I would personally summarize the Catholic position as affirming both the negative formulation of the doctrine, that outside the Church is no salvation and everyone outside Her perishes eternally, and also the positive formulation of the doctrine, that all who find salvation do so in some way through the Church. These are two sides of the same coin and must be interpreted in light of each other.

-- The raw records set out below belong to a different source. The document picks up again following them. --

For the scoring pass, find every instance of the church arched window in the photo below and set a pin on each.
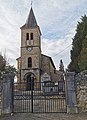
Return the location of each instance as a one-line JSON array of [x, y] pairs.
[[27, 36], [31, 36], [29, 62]]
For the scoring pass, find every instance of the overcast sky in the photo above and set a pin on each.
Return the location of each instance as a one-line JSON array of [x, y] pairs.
[[57, 20]]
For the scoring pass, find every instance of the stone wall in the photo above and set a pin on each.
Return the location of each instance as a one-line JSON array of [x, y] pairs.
[[81, 91]]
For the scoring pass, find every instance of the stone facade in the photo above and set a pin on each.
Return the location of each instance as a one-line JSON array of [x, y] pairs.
[[81, 88], [0, 98]]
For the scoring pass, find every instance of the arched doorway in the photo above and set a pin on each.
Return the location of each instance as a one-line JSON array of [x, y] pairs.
[[30, 82]]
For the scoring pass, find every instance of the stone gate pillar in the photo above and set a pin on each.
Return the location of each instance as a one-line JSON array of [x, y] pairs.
[[7, 94], [70, 93]]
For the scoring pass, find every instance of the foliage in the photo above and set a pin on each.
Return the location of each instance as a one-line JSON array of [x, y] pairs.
[[82, 60], [61, 66], [77, 46]]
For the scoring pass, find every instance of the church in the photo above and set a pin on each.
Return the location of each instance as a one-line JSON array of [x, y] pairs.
[[32, 64]]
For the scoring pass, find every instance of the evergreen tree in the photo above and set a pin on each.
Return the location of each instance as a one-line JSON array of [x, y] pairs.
[[61, 66], [81, 32]]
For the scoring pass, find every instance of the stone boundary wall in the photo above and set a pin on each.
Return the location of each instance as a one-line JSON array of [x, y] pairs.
[[0, 98], [81, 91]]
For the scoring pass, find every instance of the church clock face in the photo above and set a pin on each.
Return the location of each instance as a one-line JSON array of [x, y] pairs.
[[29, 49]]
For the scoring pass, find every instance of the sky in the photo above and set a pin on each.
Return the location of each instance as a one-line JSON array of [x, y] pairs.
[[57, 20]]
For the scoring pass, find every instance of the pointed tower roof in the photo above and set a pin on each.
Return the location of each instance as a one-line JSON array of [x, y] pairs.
[[31, 20]]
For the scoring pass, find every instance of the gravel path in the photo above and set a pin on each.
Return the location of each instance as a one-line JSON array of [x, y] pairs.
[[47, 116]]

If anyone is saved outside the visible bounds of the Catholic Church, it would therefore be through some sort of real corporate union with Her, even if this union is not fully known by the individual. Such union might exist in cases in which a person is ignorant of their obligation, or even opportunity, to join the Catholic Church yet seeks to love and serve God to the best of his or her knowledge. This idea might connect in some way to the idea of “baptism of desire.” The early Christians believed that catechumens who died before receiving baptism could well have been saved because of their desire for baptism. This sets a precedent for the idea of God granting remission of both Original and personal sins and therefore reconciling a person with Himself outside the setting of the seven sacraments, or at least outside of the ordinary way in which they are administered.
This idea, supplemented by a conviction that God would not allow someone to suffer the torments of hell through no fault of their own, has led many to believe salvation may in some mysterious way may be granted to people who do not seem to have ever desired baptism explicitly, but who loved and served God to the best of their knowledge and who would have desired baptism had they been aware of what it is. It’s important to recognize though that if baptism of desire stretches this far nevertheless those who receive it become true members of the Catholic Church at least in the sacramental sense; they are not being saved outside it.

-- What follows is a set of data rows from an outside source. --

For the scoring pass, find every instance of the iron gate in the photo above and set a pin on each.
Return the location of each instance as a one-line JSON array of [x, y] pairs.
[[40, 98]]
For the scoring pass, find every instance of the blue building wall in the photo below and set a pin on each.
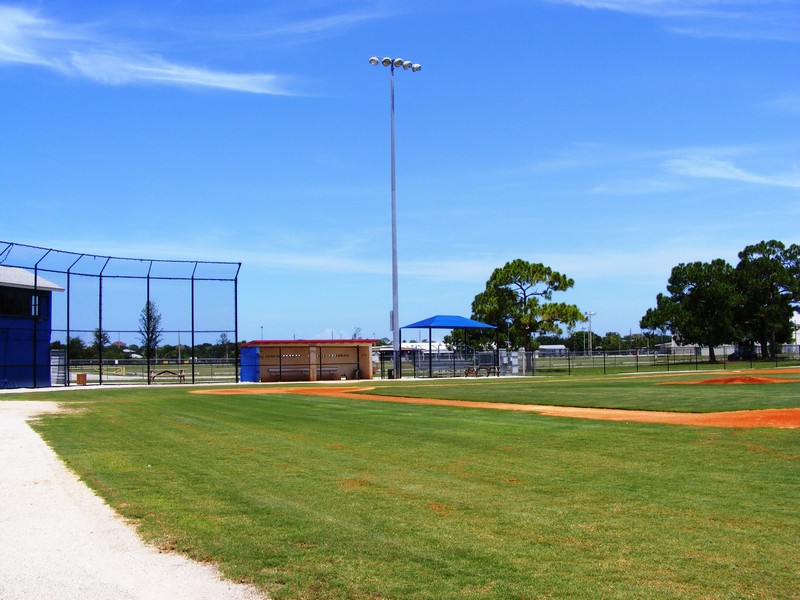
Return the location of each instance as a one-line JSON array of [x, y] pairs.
[[250, 364], [24, 339]]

We should note before leaving this subject that, if I’m not mistaken, Church documents generally seem to use cautious language to describe this possibility. If this sort of baptism by implicit rather than explicit desire happens at all, it happens in a sort of hidden way. We therefore can’t say with certainty that it ever has or ever will occur; we can only express what we suspect happens.

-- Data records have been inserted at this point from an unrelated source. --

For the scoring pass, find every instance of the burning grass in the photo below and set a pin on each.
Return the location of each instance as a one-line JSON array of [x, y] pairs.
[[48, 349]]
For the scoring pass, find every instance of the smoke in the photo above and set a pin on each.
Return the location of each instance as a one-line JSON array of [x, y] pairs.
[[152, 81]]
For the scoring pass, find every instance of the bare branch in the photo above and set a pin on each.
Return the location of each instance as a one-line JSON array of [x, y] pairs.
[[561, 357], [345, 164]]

Finally, we must note the situation of the apostates, heretics, and schismatics. These people are baptized and therefore in a sacramental sense members of the Church, yet if morally responsible for their apostasy, heresy, or schism have separated themselves from the fullness of Catholic unity (and therefore from God who meets man in the Catholic Church) and so also cannot be saved. Nevertheless, we can recognize the possibility of someone objectively holding opinions incompatible with Church doctrine or being a member of a schismatic Church or ecclesial community, yet honestly, through no moral fault of their own, believing themselves to be faithful to the fullness of the Christian faith and a member of the Church that Christ founded. If this is the case, it would not appear the person is subjectively responsible for or conscious of their external disunity with the Church of Christ, and so internally, morally and spiritually, they are faithful Catholics (under whatever other name), as well as sacramentally a member of the Catholic Church. Being materially but not formally separated from the communion of the Church is not a moral fault and so could not affect the salvation of someone who has been reconciled to God in baptism. Again, whether this situation ever occurs in real life is subject to dispute; we can only voice what we suspect to be the case.
Again, this is only my personal take on the matter as an individual lay Catholic.